Harry Potter and the Retrospective, Part 1


If my discussion of the Harry Potter novels seemed to alternate between praise and criticism, that’s probably a fair reflections of my feelings. I enjoy the books, and even came to respect J.K. Rowling’s talents as a writer. I can understand why the series became so popular. At the same time, I can’t recall ever having read a work and been so impressed by some aspects of the writing but so frustrated by other aspects. A few small problems prevent the Harry Potter from truly fulfilling its promise.

Harry Potter and the Lack of World-Building

I’ve never entirely accepted the haphazard approach to world-building in the Harry Potter series. The books never clearly lay out the rules of the wizarding world, so I never entirely understood how everything fits together. I feel like the series introduced many magical “tricks” or “gimmicks” without accepting or even understanding the consequences for other parts of the story. Just to list a few examples:

  • Why don’t the wizards have stockpiles of Felix Felicis to help them during crises, such as the final battle against Voldemort in Deathly Hallows?
  • Why doesn’t the wizarding world take extra security precautions against Polyjuice Potion or the Imperius Curse?
  • Why doesn’t Hermione consider using the Time-Turner to go back in time to prevent Voldemort’s rise, Dumbledore’s death, or any of the bad things that have happened ever?
  • Why didn’t Voldemort or his minions try to use the Vanishing Cabinet in the Room of Requirement to sneak into Hogwarts before Half-Blood Prince?
Too bad there's no spell that could have increased their chances of survival...
Too bad there’s no spell that could have increased their chances of survival…

In short, if such useful magical devices or potions truly existed, I can’t imagine that wizards would use them so sparingly. These things should have consequences and affect how people in the story behave. Unfortunately the books just don’t make the case.

I forgave some of these plot holes and contrivances in Sorcerer’s Stone because that book had a more whimsical tone and featured Harry at a very young age. It made sense that he – and the narrative – might not explain all the rules of the wizarding world. However, in the later books, Harry learns more about the wizarding world. The narrative spends more time on plot details and world-building. Yet, I felt this sometimes retroactively undermined the world-building by coming up with explanations that don’t truly resolve the problem.

For example, in Half-Blood Prince, the Ministry of Magic warns against Death Eaters using Polyjuice Potion to impersonate other wizards. On the one hand, it’s good to see the series recognize the consequences of something it introduced way back in the second book. On the other hand, it begs the question of why the Ministry took no precautions before Voldemort’s return. As seen in Chamber of Secrets, it was relatively easy for Hermione to brew Polyjuice Potion. Barty Crouch, Jr. impersonated an Auror for an entire year and nobody caught him. So why don’t wizards use Polyjuice Potion regularly to impersonate other people? How does the Ministry prevent rampant identity theft? Half-Blood Prince suggests Rowling was aware of the problem, but the solution came too late to fully accept.

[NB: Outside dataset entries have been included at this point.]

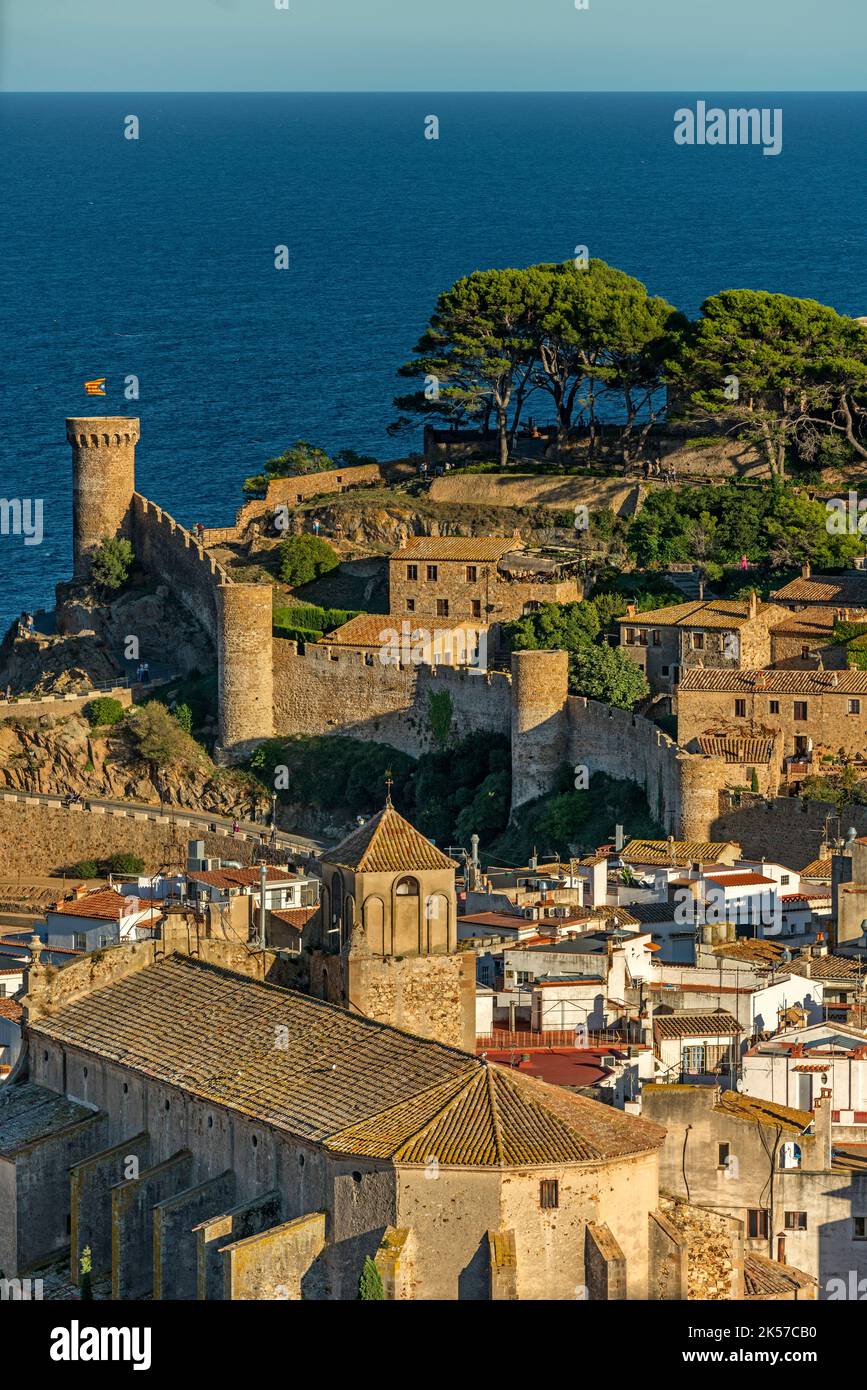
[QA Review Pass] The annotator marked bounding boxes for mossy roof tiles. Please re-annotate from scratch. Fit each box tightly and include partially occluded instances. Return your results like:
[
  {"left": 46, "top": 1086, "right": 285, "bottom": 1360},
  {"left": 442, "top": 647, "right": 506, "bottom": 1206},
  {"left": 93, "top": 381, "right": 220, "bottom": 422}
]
[{"left": 32, "top": 955, "right": 663, "bottom": 1168}]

Harry Potter and the Expository Ending

There’s a lot of exposition in the Harry Potter books, especially near the end. Almost every book contains a scene in which the villain explains his plan, and then another scene in which a professor – usually Dumbledore – contextualizes the events of the book. In other words, the villain would connect the dots for Harry and then Dumbledore would tell him how they fit into the larger story. For example, at the end of Order of the Phoenix, the Death Eaters tell Harry about the prophecy and Voldemort’s plan to trick him into coming to the Ministry to retrieve it. Afterwards, Dumbledore recapitulates the death of Harry’s parents (yet again!) and Harry’s first five years at Hogwarts, adding new details he’d kept hidden from Harry in light of the prophecy.

So, Harry, here's what really happened...
So, Harry, here’s what really happened…

One of the most important rules in storytelling is to “show, not tell.” If something vital happens in the plot, it’s generally better to show it rather than have two characters sitting around discussing it. Showing events firsthand allows readers to develop their own impressions and interpretations. By contrast, relying on a character to explain those events forces an interpretation onto the reader as we see the events only through that character’s eyes.

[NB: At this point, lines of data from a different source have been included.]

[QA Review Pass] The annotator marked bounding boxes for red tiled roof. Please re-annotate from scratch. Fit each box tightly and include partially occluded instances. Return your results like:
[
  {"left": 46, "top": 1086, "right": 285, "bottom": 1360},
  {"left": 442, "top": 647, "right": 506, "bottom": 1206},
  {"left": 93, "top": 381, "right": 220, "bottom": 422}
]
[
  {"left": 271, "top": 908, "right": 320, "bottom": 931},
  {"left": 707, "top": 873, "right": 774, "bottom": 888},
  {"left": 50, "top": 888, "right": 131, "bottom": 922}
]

I suspect Rowling relied so heavily on exposition because she limits readers to Harry’s point of view throughout the series. With a few exceptions, we only know what Harry knows and see what Harry sees. I generally like this approach because it creates the sense that we are accompanying Harry as he grows up. But it does limit the storytelling possibilities. Harry only experiences part of the overall story and understands even less. Like most kids, he needs an adult to help him make sense of everything.

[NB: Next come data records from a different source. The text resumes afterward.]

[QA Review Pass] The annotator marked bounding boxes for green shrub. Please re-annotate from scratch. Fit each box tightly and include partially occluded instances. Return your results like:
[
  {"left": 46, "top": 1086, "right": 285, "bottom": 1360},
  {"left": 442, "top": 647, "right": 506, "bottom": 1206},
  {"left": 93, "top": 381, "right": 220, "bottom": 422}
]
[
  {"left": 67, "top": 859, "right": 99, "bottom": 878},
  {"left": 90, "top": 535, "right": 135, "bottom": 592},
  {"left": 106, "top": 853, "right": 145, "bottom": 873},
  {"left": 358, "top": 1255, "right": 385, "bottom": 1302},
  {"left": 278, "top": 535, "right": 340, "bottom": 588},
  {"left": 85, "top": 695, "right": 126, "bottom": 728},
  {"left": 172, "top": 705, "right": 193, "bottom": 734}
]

However, I think Rowling could have reduced the series’ reliance on info dumps by integrating the major reveals more closely with the plot. For example, in Order of the Phoenix, she found a clever way to let Harry observe Voldemort through Legilimency. Harry would sometimes receive visions, which allowed readers to witness Voldemort’s actions without changing the point of view character. It’s certainly a better approach than simply having Voldemort or one of his henchmen summarize those events later on.